Jaume Plensa: "I invite you to dream of Barcelona."
Jaume Collboni presents the Gold Medal for Cultural Merit to the artist


BarcelonaIt was a long time since Jaume Plensa lamented that he was loved more around the world than in Barcelona. Acceptance of the Gold Medal for Cultural Merit, the highest cultural award given by Barcelona City Council, spoke of his origins. "In those distant times, babies like me arrived from Paris flying over the Pyrenees. An ancestor of Pilsen in Algerri. We both looked for the south," said Plensa, who recalled how the large sculptures he has installed all over the world, from New York to Tokyo, via London, Madrid, Chicago, Shanghai, Sao Paulo, Boston, Liverpool, Bonn, Mel by "bridges and invisible links."
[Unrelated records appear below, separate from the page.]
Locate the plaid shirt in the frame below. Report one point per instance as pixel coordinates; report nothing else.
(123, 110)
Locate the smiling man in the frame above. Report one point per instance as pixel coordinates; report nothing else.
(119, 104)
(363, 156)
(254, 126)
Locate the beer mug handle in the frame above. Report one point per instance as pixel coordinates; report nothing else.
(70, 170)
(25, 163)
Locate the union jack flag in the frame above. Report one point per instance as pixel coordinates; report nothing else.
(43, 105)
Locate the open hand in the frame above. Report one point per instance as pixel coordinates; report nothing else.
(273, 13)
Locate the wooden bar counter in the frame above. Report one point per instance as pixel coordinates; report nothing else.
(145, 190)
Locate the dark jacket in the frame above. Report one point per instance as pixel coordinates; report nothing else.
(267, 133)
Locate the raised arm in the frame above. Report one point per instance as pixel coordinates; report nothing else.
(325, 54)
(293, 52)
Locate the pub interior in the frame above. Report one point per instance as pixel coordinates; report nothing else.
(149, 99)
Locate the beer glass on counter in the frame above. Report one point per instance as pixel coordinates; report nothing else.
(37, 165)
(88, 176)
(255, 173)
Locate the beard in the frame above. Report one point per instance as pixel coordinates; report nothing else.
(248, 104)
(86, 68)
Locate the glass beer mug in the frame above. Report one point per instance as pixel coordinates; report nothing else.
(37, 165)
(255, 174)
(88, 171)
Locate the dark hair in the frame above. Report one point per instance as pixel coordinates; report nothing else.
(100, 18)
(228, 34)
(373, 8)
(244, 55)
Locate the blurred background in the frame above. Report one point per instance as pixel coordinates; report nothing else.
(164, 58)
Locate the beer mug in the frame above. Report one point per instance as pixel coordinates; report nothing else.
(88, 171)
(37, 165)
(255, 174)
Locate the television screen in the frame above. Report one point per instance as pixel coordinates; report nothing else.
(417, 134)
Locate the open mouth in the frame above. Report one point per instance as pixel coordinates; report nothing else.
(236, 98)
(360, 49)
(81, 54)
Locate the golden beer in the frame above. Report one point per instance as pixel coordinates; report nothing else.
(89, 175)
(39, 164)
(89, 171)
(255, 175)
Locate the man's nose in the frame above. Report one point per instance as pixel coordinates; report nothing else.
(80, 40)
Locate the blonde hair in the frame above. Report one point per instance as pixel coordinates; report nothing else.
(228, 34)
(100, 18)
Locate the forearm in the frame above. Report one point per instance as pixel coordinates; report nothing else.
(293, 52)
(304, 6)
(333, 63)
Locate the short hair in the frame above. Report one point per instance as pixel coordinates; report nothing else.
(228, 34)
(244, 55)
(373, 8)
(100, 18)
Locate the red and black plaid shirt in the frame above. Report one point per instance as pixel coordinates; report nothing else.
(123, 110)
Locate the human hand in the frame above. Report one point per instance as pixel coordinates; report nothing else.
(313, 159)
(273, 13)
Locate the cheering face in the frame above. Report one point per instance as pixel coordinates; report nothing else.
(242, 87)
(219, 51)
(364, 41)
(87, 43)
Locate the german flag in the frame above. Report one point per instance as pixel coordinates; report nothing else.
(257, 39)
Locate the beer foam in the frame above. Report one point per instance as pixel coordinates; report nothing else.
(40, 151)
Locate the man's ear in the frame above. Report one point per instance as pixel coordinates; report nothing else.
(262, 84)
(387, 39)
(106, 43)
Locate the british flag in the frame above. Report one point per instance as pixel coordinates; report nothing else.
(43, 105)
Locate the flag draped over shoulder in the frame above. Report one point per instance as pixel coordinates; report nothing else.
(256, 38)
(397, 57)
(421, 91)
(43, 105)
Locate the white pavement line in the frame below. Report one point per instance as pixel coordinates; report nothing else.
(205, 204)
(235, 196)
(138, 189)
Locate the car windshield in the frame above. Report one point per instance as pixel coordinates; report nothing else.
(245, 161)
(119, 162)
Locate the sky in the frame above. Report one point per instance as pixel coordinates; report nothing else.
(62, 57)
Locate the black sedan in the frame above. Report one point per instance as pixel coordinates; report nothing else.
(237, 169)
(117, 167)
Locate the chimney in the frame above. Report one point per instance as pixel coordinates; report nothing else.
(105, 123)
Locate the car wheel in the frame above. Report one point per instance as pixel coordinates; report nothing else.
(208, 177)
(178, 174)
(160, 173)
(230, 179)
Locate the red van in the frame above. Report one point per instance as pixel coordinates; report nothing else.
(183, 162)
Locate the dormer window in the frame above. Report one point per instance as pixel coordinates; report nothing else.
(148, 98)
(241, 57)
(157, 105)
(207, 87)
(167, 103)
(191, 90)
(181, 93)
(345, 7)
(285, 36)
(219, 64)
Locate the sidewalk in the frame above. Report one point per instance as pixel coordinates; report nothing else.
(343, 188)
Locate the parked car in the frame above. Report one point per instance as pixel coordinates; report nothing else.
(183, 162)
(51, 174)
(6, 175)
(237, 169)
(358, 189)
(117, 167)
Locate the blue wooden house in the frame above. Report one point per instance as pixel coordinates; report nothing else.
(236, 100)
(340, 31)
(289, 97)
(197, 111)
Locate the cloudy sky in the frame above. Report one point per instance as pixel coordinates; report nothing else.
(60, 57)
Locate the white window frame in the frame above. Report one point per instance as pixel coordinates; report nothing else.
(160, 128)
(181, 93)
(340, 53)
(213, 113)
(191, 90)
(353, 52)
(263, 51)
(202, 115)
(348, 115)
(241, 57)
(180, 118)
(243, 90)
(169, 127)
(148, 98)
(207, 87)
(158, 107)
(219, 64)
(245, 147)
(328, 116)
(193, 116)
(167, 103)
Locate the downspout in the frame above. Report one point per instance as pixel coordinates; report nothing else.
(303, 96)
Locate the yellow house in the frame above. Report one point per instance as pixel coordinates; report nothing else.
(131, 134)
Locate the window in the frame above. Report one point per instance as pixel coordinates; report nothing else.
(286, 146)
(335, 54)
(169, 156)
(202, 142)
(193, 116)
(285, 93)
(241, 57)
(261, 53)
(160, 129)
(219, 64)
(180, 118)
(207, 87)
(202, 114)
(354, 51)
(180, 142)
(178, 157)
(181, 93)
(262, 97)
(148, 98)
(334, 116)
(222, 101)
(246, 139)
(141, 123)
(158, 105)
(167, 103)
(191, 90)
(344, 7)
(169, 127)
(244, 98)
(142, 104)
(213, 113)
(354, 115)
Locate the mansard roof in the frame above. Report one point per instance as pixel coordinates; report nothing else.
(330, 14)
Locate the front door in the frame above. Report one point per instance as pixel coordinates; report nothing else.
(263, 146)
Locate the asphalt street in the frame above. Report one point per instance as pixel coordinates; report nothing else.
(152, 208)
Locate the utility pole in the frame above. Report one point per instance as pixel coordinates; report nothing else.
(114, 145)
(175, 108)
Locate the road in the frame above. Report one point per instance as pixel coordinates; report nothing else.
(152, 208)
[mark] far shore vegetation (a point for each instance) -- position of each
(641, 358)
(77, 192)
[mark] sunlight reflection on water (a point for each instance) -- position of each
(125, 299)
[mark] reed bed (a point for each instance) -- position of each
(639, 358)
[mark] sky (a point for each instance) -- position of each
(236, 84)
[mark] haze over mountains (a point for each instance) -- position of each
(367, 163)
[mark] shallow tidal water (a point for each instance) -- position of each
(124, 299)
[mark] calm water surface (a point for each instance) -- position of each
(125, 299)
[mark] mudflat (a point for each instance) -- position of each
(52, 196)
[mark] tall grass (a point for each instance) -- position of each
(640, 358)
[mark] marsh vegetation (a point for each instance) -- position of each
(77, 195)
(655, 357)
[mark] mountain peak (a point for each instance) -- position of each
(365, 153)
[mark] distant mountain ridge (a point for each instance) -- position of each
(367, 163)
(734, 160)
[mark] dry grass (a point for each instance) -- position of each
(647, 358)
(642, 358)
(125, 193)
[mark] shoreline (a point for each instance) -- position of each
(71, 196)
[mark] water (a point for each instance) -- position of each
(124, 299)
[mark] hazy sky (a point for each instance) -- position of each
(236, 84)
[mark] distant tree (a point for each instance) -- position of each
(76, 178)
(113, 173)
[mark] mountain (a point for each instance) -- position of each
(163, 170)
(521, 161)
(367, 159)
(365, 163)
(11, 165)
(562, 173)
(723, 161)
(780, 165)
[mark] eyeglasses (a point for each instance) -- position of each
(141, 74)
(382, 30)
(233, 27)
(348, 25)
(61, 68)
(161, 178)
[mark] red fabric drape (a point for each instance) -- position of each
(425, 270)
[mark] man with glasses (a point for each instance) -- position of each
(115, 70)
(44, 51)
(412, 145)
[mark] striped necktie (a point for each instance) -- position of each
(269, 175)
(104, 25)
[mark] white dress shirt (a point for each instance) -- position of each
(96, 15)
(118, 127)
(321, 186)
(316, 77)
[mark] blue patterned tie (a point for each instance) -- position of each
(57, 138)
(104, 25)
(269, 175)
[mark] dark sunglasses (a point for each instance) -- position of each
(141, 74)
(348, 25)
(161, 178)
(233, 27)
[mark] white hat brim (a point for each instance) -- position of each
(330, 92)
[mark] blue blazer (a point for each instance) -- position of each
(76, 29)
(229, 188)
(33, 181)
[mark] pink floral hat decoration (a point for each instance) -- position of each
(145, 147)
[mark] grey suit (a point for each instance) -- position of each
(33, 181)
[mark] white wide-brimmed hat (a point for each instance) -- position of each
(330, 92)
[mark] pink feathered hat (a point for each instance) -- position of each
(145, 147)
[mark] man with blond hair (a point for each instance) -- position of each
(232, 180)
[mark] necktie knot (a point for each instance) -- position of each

As Plensa entered the Saló de Cent accompanied by the mayor, Jaume Collboni, both escorted by two city guards in full dress uniform, Plaça Sant Jaume began to fill with those attending the demonstration. Plensa has not spoken about it explicitly, but he has said that "our society lives anonymously with poverty, hunger, violence or pain, wars and more wars, collective displacement, the destruction of nature, misinformation" that I firmly believe that at the present time art, more than risking ourselves with all our hearts in collaboration with all social agents to find the certainty that allows us to define a new perception of common spaces, which will help us crystallize society's intense desire to fill darkness with light and everyday life with beauty."
A broad representation of the world
The event was attended by numerous political representatives, including Josep Rull, Speaker of the Parliament; Sonia Hernández Almodóvar, Regional Minister of Culture; Lourdes Borrell, Mayor of Sant Feliu de Llobregat, where Plensa has his studio; and Joan Basagañas, Mayor of Sant Just Desvern, where the artist lives with his wife and right-hand woman, Laura Medina. From the arts, the sculptor was accompanied by Elvira Dyangani Ose, Director of the MACBA, and Imma Prieto, Director of the Museu Tàpies. Also present were Rosa Maria Malet, former Director of the Joan Miró Foundation, where Plensa held one of his first major exhibitions; Carlos Taché, one of his first gallery owners; and fellow gallery owner Carlos Duran, who now represents him in Barcelona; Sara Puig, President of the Joan Miró Foundation; and Daniel Giralt-Miracle, critic. Llucià Homs, co-founder of the Loop video art festival and the Talking Galleries symposium, and the parish priest of the UPC, Daniel Crespo. And the music section was attended by two senior officials from the Liceu, whose doors are made by Plensa: the president, Salvador Alemany, and the general director, Valentí Oviedo. The commentary was given by writer Monika Zgustová, who revealed the impact the sculptor's work had on her: "Thanks to Jaume Plensa, I finally understood that each person is not only unique, but sacred," she said.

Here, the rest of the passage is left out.